It’s depressingly easy to fall out of step with the rhythm of your life and find yourself a casualty of the modern world and the excesses you probably try to escape by practising yoga in the first place. The same goes with raw food. Many a week would go by when the closest I got to doing downward dog was bending over in the shower to pick up the soap. (There’s a beautiful image.)

Here’s my advise – from one who struggled- to keep up your practise.

  1. Try and do a little. Even if you don’t have the room, its raining outside or your pathetic ego is making excuses for you to sit on your swollen buttocks and play about on the internet instead. The internet is not going to nourish you.  Even if you just spend five minutes stretching and forward bending with a five minute meditation, you will feel better about yourself.
  2. Keep it a routine. Practise at the same time everyday or every other day or whatever. Again, even if it is just for a few minutes – at least you’ve touched upon it. Some is better than none at all.
  3. Don’t use lack of space or equipment as an excuse. I’ve yoga’d on rocks wearing trainers or slipped about on the cud or sand trying to get some practise in. I found that using a yoga mat was not really necessary.
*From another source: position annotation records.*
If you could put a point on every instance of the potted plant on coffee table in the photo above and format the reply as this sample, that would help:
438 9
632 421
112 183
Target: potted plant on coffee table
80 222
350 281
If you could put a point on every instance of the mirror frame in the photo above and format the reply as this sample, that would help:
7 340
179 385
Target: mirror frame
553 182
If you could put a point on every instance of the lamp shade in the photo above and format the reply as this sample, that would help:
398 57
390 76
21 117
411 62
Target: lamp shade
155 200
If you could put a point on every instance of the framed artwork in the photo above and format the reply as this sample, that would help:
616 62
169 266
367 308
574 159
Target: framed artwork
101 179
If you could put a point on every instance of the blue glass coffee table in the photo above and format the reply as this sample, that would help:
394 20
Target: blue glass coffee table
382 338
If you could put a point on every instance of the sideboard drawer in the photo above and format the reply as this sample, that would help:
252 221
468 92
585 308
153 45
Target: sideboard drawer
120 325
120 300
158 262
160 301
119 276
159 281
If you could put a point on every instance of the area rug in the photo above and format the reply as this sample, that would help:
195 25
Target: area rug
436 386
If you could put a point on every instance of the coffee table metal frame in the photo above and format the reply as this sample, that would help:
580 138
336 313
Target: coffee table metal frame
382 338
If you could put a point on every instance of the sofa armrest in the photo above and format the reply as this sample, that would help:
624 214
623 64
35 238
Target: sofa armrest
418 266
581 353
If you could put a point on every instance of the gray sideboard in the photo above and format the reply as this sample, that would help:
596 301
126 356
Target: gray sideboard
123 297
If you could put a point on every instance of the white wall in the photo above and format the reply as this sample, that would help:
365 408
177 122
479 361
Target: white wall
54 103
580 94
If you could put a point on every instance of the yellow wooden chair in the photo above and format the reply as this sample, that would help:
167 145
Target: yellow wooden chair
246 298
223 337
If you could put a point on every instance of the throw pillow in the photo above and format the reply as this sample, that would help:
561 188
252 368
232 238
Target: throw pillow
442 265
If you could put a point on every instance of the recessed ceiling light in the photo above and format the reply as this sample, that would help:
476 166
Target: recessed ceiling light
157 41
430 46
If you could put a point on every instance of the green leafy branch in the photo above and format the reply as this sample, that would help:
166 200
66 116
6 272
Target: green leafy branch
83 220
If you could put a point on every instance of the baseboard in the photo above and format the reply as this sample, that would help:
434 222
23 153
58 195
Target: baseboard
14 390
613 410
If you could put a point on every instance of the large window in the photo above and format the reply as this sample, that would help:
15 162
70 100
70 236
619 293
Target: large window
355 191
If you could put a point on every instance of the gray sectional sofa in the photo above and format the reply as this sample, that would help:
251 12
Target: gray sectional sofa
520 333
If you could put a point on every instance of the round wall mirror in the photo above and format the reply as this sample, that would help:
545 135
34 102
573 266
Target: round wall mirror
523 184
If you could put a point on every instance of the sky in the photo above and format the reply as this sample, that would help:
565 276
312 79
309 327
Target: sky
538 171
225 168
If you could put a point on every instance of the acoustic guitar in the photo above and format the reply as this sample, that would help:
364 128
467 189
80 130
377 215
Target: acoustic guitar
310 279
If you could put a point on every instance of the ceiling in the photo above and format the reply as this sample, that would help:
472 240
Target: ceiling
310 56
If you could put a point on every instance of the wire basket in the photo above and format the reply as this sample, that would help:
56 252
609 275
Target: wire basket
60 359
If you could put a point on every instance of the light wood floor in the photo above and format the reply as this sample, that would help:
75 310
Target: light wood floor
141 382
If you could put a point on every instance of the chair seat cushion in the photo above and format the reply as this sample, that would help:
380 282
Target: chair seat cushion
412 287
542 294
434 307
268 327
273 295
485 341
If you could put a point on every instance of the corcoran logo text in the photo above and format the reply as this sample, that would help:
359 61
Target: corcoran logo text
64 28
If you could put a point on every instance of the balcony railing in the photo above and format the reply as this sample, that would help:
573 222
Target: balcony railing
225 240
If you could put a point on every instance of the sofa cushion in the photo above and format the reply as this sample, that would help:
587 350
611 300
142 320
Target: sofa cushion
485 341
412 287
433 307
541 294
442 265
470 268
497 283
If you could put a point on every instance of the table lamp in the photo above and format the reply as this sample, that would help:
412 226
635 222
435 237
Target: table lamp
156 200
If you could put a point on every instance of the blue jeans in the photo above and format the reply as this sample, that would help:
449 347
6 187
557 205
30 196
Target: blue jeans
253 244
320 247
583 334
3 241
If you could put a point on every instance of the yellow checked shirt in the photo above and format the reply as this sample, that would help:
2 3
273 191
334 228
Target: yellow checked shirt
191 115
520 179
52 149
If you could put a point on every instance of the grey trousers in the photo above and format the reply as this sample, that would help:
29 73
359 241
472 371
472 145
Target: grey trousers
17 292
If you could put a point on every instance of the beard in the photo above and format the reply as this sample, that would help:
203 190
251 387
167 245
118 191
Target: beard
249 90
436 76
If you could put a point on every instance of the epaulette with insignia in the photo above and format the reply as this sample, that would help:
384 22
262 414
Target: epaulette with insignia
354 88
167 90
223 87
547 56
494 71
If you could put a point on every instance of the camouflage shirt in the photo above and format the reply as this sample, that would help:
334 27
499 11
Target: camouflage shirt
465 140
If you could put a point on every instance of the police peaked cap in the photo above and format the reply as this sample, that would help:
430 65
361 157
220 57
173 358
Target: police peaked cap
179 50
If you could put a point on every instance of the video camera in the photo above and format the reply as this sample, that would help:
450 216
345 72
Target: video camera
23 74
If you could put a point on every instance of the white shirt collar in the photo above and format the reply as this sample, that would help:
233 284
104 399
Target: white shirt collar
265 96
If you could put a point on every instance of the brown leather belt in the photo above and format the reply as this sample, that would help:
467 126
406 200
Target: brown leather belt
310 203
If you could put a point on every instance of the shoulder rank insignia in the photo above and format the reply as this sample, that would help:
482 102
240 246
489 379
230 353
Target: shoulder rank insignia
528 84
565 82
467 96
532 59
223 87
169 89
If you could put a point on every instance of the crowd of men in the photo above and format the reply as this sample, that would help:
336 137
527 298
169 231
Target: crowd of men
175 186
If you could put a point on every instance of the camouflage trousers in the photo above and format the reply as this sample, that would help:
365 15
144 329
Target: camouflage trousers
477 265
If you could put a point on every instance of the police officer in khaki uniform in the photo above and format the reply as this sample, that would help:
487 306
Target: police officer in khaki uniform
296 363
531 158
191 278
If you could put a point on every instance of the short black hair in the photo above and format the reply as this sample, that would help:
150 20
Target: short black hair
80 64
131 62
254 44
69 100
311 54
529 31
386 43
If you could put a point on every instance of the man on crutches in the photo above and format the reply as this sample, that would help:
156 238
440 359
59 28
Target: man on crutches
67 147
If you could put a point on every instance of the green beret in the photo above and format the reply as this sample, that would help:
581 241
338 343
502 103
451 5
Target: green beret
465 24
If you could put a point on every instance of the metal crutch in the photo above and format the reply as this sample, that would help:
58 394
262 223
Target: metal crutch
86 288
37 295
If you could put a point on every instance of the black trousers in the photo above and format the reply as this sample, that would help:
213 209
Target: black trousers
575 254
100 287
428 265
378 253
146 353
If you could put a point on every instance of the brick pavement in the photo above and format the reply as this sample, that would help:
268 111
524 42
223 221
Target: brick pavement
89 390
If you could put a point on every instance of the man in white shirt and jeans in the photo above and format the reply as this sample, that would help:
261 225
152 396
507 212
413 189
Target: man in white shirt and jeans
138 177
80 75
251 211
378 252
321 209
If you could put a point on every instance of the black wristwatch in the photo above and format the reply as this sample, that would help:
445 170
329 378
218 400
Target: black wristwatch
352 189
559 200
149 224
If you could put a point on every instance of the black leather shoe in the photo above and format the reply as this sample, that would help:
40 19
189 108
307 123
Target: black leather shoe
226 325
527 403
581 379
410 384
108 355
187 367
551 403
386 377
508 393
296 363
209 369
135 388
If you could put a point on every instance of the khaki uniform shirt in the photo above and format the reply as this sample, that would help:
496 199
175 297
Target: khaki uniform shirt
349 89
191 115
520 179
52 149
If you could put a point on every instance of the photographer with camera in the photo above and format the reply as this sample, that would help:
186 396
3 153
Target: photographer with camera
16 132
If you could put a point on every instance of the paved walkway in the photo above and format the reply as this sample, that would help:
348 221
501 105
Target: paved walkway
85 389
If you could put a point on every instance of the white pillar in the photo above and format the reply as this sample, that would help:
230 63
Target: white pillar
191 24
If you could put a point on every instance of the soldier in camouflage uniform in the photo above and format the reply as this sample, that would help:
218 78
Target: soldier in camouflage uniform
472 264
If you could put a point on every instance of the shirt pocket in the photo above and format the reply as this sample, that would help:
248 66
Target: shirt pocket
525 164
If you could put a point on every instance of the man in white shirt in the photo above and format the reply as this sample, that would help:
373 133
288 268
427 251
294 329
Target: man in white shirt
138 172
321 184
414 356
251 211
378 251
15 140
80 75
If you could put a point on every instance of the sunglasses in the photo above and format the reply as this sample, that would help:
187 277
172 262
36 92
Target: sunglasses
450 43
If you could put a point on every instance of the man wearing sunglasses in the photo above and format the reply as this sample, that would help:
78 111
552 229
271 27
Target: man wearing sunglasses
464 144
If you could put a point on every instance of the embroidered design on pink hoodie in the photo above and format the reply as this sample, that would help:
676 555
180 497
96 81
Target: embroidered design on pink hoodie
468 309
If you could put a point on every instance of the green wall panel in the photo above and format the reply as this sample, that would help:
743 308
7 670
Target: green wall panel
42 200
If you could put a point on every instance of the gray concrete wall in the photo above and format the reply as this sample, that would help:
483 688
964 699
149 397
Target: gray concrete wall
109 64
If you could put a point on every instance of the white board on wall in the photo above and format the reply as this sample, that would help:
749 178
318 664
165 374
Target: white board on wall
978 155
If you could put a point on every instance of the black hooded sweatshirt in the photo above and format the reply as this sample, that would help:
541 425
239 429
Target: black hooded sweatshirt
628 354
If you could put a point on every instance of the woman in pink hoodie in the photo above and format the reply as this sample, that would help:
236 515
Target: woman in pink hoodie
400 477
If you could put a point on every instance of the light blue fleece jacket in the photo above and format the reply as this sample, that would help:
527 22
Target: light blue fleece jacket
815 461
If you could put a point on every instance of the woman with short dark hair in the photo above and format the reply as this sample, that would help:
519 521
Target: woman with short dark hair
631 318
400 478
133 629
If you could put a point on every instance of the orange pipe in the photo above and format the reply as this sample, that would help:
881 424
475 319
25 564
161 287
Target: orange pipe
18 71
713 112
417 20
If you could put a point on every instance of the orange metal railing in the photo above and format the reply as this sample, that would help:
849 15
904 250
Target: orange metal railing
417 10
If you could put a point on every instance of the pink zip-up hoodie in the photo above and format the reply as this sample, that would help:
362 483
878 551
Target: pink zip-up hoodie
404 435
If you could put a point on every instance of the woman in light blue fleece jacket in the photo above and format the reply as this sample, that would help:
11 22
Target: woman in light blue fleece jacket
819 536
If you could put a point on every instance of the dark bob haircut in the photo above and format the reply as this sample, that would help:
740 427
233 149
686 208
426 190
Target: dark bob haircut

Sometimes it’s fine to just use what you’ve got. Feet and ground.
  4. Don’t let other people put you off. It might feel embarrassing at first, but if it means you can continue and develop your practise, then fuck everyone else. I’ve yoga’d whilst Neanderthals shouted abusive comments at me. Fuck them. The most spiritual experience they probably ever had was at a football match.
  5. If you can’t do yoga, at least meditate. Most campsites and wildcamp spots we have used had a pretty good spot that was gagging to be meditated on. Rocks on beaches, terraced camping spots, forests and even just in the back of the van. Try to do something to nourish your soul everyday. It will help you feel positive and tranquil and shut off the tedious nagging voices in your head.

It’s very easy when you live in a campervan to give up on eating raw food, yoga and meditation. They become almost like an inconvenience. But your quality of life and mood will invariably be affected after a while.  There is always something you can do. Nothing makes my soul smile more than a good yoga session, raw food, sunshine and the faces of the ones I love. Even if they are a bit hairy.